ATTENZIONE su indicazione dell'autore, la recensione potrebbe contenere anticipazioni della trama

Vado in questo posto palpitante di persone, eco, friendly e intellettuali, dove nel cortile viene proiettato il film sul muro. Ci sono i lampi e sono scosso di mio e ho paura che piova e di non poter vedere la fine, puffoquattrocchiescamente io odio lasciare i film a metà. Lì mi sento solo, ma non era male, quindi alla fine meno solo.
La protagonista, Wadjda, è una ragazzina che cresce in Arabia Saudita. O giù per di là, RiaD? Massì, facciamo Riad, periferia, strade polverose e donne col burqua. Perché è un film di donne e per donne, che tramite la storia di Wadjda, vuole illustrare quanto sia claustrofobicamente chiusa la vita delle donne arabe. Concretamente, con i veli ovunque, le scuole divise dai maschi, il terrore continuo di poter essere viste e considerate poco di buono. E allora muri muri muri. E psicologicamente, con mille e mille cose che “non si possono fare”, solo perché si è donna e non si fa. Eh no, sei donna, non si fa. La bicicletta è il simbolo, semplice ma efficace, di tutto ciò, e Wablabla che lotta per ottenerla, con le armi spuntate che può avere una ragazzina contro il sistema, la speranza per un futuro più… più. Opera decisamente a tema e da cineforum, da marxiste femministe e retaggi del genere, da lavarsi la coscienza. Però delicato e pacato e ben girato, la protagonista nelle sue converse è un piccolo mostro di simpatia e astuzie varie; intorno a lei, si descrive un mondo dove le vite di tutti, nessuno escluso, sono castrate dalla pressione social-religiosa. La mamma e l’insegnante stronza, che fa tanto la precious ma si capisce che la da, tra l’altro sono troppo gnocche e milf.

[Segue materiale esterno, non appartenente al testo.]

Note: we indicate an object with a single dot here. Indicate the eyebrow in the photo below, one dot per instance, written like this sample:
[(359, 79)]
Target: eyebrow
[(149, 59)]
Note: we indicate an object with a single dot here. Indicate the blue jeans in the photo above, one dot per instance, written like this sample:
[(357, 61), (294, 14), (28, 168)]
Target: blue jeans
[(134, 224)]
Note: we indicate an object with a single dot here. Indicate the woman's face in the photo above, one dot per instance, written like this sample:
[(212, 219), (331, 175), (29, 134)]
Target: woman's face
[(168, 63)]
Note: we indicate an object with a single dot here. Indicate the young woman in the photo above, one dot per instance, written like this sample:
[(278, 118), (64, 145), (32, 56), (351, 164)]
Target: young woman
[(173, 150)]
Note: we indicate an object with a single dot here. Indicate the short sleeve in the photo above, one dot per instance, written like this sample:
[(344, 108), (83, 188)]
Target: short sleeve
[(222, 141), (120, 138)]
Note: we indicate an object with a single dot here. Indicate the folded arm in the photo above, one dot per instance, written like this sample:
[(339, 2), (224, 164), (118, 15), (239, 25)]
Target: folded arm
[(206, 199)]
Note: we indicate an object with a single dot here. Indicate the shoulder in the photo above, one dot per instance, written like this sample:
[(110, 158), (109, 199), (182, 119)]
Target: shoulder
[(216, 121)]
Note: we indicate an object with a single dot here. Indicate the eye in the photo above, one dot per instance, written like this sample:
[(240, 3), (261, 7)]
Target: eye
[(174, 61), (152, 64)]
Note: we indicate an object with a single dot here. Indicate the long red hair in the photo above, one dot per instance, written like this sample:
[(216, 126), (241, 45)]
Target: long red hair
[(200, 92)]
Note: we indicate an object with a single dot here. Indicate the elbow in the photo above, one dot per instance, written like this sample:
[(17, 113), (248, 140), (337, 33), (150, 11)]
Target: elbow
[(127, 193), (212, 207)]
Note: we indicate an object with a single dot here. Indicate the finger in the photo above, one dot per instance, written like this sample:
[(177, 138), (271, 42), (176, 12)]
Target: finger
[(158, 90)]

Sotto i blocchi psicologici, le religiose convinzioni e convenzioni, pulsano emozioni represse che prima o poi, se il mondo avesse senso, esploderanno. Ma non ha senso, noi abbiamo ancora il Papa. Per dire.
Il film è il primo girato da una donna in Arabia Saudita. A una donna in Arabia Saudita non da talmente nessuno dei fondi che lo ha girato con una troupe tedesca, e dirigendo gli attori da dentro un furgone per le scene all’aperto, perché non poteva farsi vedere insieme ai componenti maschili della troupe.
C’è un obbligatorio happy ending di circostanza, perché nel futuro più che sperare non si può. Però mi chiedo, dopo che tutti erano tanto terrorizzati dal fatto che lei potesse avere questa verdicletta, se poi non è che fuori campo ce l’ammazzano, ora che ce l’ha e che gira nelle strade felice. E poniamo invece il caso che nessuno le dicesse niente, beh, di che ca**o siamo stati a parlare finora?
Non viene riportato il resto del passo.